Silinme geçiş ise, bir sahnenin bir diğer sahneyi çerçeve dışına ittiği görüntüsünü veren hareketli optik etkilerdir. Silme hareketi, dikey, yatay ya da açısal olabilir. İki sahne arasındaki sınır, silik bir çizgi ya da yumuşak bir kaynaşma olabilir (Mascelli 2002:143).

Yönetmen çekimler arası geçiş yöntemleriyle zamanda atlamalar yaparak, önemli anıları ve öykünün gelişimine katkıda bulunacak olayları seçerken diğer yandan da kurgu yoluyla zamanı daha kompleks şekilde işleyerek dramatik yoğunluğu yüksek, gerilimli anlar yaratır. Zamanın kompleks kullanımına yoğun şekilde paralel kurguda rastlanır. Paralel kurguda genellikle birbirinden uzakta gelişen iki aksiyon, bir başka deyişle iki öykü çizgisi vardır. Geometrideki karşılığından farklı olarak örneklerin çoğunluğunda bu sinematik çizgiler bir süre sonra kesişirler. Paralel kurguda aksiyon ana ve yan aksiyonlara bölünür. Öykünün önemli bölümlerini içeren ana aksiyon ayrıntılı bir şekilde işlenirken, yan aksiyona aksiyonu hızlandırıcı zamanı yoğunlaştırıcı bir işlev yüklenmiştir. Ancak, eşzamanlılıktan farklı olarak, paralel kurguda ardarda gelen sahneler arasında bir süreklilik ve zamansal bir gelişim vardır (Demir 1994:60-61).

Kurguda zamanın anlamlı kullanımlarından biri de ritim yaratmaktır. Çekimlerin uzunluğundaki değişim, ritmik kurgunun temelidir. Kısa, uzun, orta boy kesmeler, tümüyle yaratılmak istenen atmosfer tarafından belirlenir. Örneğin her biri, beşer saniyelik sürelere sahip çekimler dizisi, her biri sadece birer saniye süren çekimler dizisine göre daha yavaş bir ritm yaratır.
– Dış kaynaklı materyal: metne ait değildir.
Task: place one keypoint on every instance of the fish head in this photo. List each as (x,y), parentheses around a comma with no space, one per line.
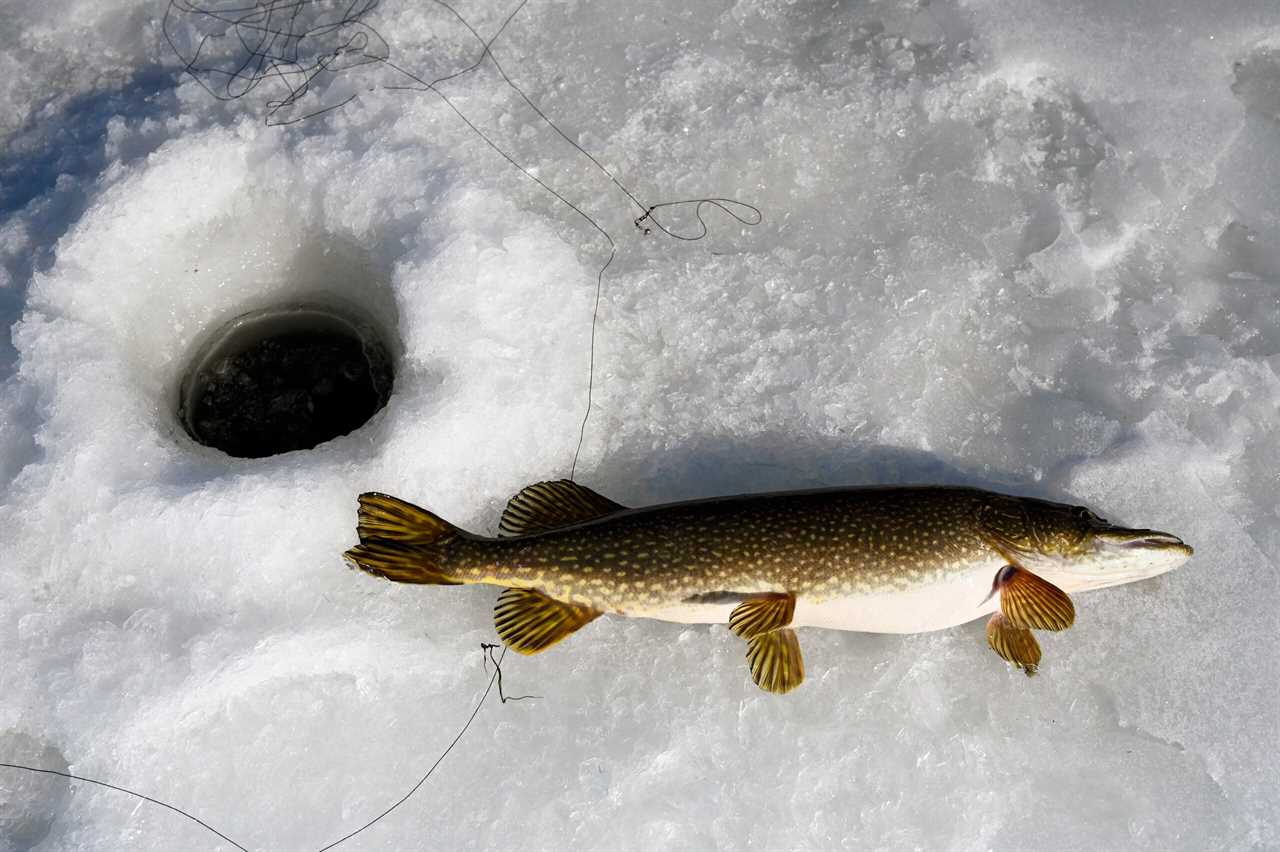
(1083,550)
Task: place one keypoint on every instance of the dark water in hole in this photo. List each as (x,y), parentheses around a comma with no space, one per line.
(286,388)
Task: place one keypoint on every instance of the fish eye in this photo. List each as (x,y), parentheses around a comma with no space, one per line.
(1084,514)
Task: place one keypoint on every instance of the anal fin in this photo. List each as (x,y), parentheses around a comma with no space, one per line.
(547,505)
(776,662)
(529,621)
(1013,644)
(762,614)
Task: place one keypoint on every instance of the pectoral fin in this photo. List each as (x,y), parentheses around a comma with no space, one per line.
(529,621)
(1028,600)
(1014,644)
(775,660)
(762,614)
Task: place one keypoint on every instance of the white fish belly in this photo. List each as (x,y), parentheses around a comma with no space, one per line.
(917,610)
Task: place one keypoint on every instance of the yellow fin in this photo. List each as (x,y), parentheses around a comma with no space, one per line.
(1014,644)
(530,622)
(402,563)
(776,662)
(385,518)
(547,505)
(762,614)
(1028,600)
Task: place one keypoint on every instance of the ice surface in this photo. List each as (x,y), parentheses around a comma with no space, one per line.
(1020,246)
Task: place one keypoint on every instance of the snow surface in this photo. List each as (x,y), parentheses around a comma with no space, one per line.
(1031,246)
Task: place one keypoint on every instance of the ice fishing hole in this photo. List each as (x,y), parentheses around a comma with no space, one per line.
(284,379)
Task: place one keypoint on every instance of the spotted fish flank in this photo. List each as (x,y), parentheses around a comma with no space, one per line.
(877,559)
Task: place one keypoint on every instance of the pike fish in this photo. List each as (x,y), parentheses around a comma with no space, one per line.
(874,559)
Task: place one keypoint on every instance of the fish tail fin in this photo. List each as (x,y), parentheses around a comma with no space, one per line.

Bu tür dizilerin birden fazla tekrarı bir gelişim örgüsü çizerek ya da ritmde kontrast oluşturacaktır. Çekimlerin sürelerinin değişimi, ritmik düzeninin çeşitliliğini daha da arttırır. Şüphesiz çekimlerin ritmik düzenlemeleri için, denetimsiz süreler ve ölçüsüz zaman aralıkları önermek imkansızdır. Ritm ve çekimlerin örgüsü anlaşılacağı gibi mekaniktir. Değişik ritm ve zaman aralıklarının düzenlenmesiyle ritmik kompozisyonlar sınırsız çeşitlilikler yaratır. Böylece ritm, sezgiyi arttırıcı ve duygu oluşturucu bir katalizör rolü oynar (Demir 1994:60).

Günümüzde geçiş yöntemleri daha çok filmsel öykü, aksiyon ya da zaman-mekansal ortamın özellikleri ve oyuncunun içinde bulunduğu psikolojik duruma göre ve zenginleştirilerek verilmektedir. Görüntünün 180 derece döndürülerek, başka bir sahneye geçiş ile zaman-mekan ve öyküde içerik değişiklikleri verilmektedir. Bu tekniği daha çok bol bol kahkaha efektlerinin kullanıldığı dizilerde görmek mümkün olmakla birlikte, bir kapının kapanması geçiş tekniklerinin en uygunuyla birleştirilerek anlatım zenginleştirilmektedir. Öyleki bir filmde, öykü ya da aksiyon gereği, bir oto yıkamada yıkanan otomobilin köpüklü ön camının, sileceklerle gittikçe temizlenmesi ve dış mekanın gittikçe netleşmesinden bile bir geçiş tekniği olarak yararlanılabilinmektedir.